Бонапарт, казалось, обиделся, и чтобы загладить неловкость, госпожа Пермон поспешила объясниться.

– Мой милый Наполеон, – сказала она, принимая покровительственный материнский тон, – поговорим об этом серьезно! Вы заблуждаетесь относительно моего возраста, и я не сознаюсь вам, сколько мне лет; пусть это будет мой секрет, моя маленькая слабость. Скажу вам только, что я гожусь в матери не только вам, но и вашему брату Жозефу. Поэтому оставим шутки, в ваших устах они огорчают меня.

– Я вовсе не думал шутить, – возразил Бонапарт обиженным тоном, – и не вижу, что смешного вы находите в моем предложении. Возраст женщины, на которой я собираюсь жениться, для меня безразличен. Наконец, без лести могу сказать, что на вид вам нельзя дать более тридцати.

– Мне много больше!

– Какое мне дело! Я вижу вас молодой, прекрасной, – воскликнул с пылом Бонапарт, – вы именно та женщина, о какой я мечтал как о подруге жизни.

– А если я не соглашусь на этот безумный шаг? Что вы сделаете тогда?

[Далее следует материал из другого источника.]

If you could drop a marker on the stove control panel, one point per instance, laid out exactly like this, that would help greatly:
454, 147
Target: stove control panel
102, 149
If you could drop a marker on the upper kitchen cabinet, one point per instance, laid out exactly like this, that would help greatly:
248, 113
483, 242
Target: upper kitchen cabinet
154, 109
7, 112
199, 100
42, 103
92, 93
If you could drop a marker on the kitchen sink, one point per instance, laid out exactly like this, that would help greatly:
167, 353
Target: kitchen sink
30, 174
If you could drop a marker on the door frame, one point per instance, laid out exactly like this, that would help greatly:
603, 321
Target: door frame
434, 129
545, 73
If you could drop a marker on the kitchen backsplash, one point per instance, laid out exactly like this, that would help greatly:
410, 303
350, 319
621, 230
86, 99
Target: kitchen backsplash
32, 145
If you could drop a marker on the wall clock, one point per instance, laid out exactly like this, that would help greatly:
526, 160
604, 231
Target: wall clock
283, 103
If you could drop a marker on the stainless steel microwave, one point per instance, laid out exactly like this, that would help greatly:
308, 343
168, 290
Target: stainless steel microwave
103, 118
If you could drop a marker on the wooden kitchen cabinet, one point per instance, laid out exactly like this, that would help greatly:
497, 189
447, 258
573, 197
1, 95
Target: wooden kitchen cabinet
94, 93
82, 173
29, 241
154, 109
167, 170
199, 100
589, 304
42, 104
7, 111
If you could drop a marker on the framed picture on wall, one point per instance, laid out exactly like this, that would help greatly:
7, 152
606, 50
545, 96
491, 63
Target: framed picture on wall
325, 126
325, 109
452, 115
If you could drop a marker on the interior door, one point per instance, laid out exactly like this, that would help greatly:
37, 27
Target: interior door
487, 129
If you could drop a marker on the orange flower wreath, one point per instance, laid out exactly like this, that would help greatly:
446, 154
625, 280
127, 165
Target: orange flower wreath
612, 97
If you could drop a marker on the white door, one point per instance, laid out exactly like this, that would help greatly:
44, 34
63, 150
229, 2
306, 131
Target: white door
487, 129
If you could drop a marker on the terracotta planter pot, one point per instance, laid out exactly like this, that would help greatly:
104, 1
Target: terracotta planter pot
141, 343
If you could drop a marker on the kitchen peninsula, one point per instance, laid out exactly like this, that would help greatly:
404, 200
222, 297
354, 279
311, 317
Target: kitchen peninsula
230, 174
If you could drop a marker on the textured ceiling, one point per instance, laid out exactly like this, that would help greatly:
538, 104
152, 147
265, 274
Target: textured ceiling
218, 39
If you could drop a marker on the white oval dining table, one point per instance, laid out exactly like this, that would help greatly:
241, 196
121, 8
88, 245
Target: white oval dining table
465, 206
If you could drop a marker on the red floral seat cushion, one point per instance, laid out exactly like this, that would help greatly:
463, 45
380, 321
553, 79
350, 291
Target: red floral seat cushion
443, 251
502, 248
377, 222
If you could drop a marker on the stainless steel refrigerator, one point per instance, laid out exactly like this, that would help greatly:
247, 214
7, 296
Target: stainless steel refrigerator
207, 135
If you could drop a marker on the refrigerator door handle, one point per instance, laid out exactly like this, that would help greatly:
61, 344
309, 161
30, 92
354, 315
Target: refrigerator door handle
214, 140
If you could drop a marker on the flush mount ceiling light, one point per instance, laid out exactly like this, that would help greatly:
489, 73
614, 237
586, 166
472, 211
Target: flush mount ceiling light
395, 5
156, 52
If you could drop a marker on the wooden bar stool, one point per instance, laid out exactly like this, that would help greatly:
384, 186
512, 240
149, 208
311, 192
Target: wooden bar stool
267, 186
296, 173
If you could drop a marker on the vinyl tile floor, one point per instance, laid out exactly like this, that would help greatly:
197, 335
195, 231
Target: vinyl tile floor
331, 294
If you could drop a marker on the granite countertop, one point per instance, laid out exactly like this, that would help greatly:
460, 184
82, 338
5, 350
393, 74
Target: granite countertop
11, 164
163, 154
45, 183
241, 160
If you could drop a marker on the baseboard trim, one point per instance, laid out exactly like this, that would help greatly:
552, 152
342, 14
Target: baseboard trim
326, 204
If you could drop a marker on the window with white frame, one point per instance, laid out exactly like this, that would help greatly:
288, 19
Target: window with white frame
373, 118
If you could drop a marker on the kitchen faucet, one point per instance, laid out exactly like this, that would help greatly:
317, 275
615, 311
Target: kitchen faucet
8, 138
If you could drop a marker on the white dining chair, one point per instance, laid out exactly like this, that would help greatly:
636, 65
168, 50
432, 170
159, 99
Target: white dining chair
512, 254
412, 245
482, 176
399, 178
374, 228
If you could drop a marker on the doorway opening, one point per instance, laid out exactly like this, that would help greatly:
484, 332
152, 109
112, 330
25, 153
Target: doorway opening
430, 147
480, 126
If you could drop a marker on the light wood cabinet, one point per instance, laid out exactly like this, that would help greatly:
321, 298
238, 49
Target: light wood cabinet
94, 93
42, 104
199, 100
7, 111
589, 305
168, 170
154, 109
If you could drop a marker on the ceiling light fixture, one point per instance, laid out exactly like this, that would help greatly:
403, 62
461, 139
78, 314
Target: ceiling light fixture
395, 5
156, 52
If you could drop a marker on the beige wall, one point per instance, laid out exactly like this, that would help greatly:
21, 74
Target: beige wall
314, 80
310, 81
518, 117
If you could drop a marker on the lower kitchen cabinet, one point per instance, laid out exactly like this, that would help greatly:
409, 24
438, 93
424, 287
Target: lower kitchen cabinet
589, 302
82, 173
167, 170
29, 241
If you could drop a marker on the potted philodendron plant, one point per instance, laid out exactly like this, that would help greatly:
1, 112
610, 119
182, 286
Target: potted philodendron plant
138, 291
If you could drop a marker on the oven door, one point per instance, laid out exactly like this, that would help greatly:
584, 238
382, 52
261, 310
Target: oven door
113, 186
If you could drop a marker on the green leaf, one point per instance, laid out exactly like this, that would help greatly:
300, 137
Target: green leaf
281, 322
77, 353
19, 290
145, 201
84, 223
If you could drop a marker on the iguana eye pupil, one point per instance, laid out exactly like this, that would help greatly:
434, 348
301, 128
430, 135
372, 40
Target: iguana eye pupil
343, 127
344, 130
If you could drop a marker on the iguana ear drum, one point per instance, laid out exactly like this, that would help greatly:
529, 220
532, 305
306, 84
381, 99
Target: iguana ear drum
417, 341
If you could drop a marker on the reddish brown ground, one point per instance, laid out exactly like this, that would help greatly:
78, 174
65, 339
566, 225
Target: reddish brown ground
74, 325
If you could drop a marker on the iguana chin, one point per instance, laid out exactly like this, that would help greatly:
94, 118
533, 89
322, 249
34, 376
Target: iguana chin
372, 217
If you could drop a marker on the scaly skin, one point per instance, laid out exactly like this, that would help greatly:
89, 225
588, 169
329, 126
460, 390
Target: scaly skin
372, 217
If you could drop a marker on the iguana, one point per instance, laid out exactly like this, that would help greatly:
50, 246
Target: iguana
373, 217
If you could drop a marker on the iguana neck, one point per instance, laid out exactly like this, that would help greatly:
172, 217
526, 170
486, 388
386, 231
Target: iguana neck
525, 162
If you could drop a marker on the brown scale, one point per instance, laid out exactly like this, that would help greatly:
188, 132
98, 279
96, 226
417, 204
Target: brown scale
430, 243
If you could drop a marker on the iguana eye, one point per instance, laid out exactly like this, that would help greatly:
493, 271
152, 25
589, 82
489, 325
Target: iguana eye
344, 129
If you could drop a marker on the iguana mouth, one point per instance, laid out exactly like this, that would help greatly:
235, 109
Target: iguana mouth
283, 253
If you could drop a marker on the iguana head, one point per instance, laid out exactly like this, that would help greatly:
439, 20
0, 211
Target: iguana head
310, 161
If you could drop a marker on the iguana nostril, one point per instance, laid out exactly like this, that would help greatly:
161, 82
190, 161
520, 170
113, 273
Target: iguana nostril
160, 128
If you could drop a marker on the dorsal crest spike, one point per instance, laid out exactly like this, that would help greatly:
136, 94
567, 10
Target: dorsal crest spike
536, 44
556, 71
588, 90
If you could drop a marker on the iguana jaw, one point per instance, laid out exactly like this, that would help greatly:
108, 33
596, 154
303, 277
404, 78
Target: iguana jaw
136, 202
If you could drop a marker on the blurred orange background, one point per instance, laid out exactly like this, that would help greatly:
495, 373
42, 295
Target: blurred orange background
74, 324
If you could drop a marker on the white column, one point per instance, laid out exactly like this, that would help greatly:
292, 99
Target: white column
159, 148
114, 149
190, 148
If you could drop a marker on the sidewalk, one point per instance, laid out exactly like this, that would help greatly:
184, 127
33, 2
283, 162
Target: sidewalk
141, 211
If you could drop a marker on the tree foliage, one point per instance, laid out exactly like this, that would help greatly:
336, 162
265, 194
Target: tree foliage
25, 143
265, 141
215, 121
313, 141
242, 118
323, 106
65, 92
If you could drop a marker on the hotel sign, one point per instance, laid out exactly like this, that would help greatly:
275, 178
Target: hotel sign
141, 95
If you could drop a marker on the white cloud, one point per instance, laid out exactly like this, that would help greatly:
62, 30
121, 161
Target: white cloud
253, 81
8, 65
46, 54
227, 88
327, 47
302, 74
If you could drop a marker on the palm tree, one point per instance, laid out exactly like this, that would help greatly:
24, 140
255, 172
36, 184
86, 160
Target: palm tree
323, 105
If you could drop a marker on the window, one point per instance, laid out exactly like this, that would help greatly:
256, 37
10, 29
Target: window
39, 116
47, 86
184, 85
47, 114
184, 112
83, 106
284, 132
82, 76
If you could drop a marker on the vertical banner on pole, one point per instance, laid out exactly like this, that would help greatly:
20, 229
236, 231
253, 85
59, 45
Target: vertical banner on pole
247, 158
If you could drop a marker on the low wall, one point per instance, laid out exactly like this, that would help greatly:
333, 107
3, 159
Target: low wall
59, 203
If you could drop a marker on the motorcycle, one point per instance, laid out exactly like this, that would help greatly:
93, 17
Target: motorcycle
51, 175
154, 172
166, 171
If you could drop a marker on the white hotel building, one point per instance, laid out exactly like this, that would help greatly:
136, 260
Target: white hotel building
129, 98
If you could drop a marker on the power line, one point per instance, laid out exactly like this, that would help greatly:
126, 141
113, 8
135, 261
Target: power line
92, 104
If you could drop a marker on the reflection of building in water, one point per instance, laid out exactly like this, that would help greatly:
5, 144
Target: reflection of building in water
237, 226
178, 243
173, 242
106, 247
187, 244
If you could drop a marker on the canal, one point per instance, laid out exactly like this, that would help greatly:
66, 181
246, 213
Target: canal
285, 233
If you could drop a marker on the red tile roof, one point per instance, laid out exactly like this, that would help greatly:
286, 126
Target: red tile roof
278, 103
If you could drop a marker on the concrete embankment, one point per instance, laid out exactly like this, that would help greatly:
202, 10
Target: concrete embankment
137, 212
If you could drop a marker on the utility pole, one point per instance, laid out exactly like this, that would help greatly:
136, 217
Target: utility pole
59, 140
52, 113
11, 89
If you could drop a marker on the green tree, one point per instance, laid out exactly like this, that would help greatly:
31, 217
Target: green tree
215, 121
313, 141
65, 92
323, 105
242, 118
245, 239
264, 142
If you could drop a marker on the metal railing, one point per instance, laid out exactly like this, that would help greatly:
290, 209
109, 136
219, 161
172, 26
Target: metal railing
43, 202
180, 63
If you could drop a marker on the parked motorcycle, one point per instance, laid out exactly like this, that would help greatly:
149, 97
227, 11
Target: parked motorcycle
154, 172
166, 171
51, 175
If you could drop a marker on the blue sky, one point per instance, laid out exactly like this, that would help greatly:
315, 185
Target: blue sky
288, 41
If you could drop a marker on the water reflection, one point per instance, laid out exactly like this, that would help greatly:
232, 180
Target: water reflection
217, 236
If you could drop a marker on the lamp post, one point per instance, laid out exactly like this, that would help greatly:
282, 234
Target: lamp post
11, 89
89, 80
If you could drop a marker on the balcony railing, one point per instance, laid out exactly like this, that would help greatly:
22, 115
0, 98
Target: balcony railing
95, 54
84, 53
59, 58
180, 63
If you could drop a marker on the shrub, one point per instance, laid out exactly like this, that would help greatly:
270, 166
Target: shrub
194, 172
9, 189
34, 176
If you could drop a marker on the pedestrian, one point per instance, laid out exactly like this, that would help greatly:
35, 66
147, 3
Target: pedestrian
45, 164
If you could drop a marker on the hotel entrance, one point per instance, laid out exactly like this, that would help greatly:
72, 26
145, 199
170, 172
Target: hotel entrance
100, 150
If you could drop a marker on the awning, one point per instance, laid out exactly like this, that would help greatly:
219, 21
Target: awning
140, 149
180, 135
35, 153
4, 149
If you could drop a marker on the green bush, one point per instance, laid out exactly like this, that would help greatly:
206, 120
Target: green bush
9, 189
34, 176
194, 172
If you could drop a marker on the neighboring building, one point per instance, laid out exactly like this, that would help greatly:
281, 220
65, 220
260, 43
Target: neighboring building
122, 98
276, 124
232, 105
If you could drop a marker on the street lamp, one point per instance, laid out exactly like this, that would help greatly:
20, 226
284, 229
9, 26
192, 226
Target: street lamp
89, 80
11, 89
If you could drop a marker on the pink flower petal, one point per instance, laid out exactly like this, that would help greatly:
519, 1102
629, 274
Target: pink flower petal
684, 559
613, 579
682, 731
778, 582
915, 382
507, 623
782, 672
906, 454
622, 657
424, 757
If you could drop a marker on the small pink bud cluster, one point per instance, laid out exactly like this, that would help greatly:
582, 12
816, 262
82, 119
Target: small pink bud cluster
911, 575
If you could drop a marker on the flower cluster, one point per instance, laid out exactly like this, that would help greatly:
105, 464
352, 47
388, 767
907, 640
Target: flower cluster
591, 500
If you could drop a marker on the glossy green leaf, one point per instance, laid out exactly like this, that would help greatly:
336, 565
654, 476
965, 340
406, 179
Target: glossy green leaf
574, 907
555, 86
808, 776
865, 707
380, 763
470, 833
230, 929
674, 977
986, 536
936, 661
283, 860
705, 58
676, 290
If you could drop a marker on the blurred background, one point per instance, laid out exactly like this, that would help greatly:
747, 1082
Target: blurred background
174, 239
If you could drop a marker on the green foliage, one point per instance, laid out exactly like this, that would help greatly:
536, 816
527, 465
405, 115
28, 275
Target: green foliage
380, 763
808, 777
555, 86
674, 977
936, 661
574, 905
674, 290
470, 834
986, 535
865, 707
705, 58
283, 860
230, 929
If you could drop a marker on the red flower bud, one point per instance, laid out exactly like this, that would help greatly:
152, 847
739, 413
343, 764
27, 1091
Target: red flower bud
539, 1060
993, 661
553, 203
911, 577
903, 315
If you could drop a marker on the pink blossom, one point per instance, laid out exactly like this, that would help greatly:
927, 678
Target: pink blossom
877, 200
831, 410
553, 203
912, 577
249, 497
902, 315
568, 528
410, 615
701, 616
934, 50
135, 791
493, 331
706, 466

– Если вы откажете мне, я буду искать счастья в другом месте, – ответил Бонапарт решительным тоном. – Я намерен жениться, – прибавил он после некоторого размышления, – мои друзья подыскали мне невесту, такую же прелестную женщину, как и вы, приблизительно одинакового возраста с вами… и очень почтенного происхождения. Повторяю, я намерен жениться, подумайте об этом!

Госпоже Пермон не над чем было думать, так как ее сердце было не свободно. Она тайно любила одного из своих кузенов, красавца по имени Стефанополис. Она представила его Бонапарту с тем, чтобы тот помог ему вступить в гвардию конвента, создавшегося в то время. Ради этого храброго солдата, который умер, впрочем, довольно прозаичной смертью, неосторожно срезав мозоль на ноге, она отвергла предложение Бонапарта, чем сильно оскорбила его.

Как странно складывается иногда судьба! Женившись на госпоже Пермон, Бонапарт никогда не стал бы генералом, начальником итальянской армии, а остался бы незаметным артиллеристом, бесславно участвовавшим в войнах.

Из этого разговора обнаружилось, что Бонапарт хотел жениться по расчету на женщине богатой, могущей облегчить ему доступ в высший свет, в то время запуганный и бывший тогда в опале, но готовый, как Наполеон догадывался, выйти из-под эшафота более надменным, чем он был когда-либо. Двойной отказ госпожи Пермон привел к тому, что пансионерка из Сен-Сира сделалась принцессой Пьомбиной, а будущий генерал женился на Жозефине Богарнэ.

V

Барону Левендалю удалось благополучно добраться до Вердена. Приехав, он тотчас отправился в городское управление. Две важные причины заставили его приблизиться к театру военных действий и добровольно запереться в городе, который с минуты на минуту мог оказаться осажденным. Ему необходимо было ликвидировать свои денежные дела и добиться от города Вердена возвращения залога, внесенного им за табачное производство. Кроме того, еще одно важное обстоятельство вынуждало барона явиться в Верден. Необходимо было перед вступлением в брак с Бланш де Лавелин порвать связь, тянувшуюся уже несколько лет и ставшую совершенно невыносимой для него.

В Вердене барон познакомился с бедной молодой девушкой из очень почтенной семьи, которая явилась из Анже, чтобы поступить в монастырь. Ее звали Эрминия Борепэр. Она не чувствовала большой склонности к этому призванию и решила поступить в монахини исключительно для того, чтобы дать возможность брату сохранить положение в свете и приобрести поместье.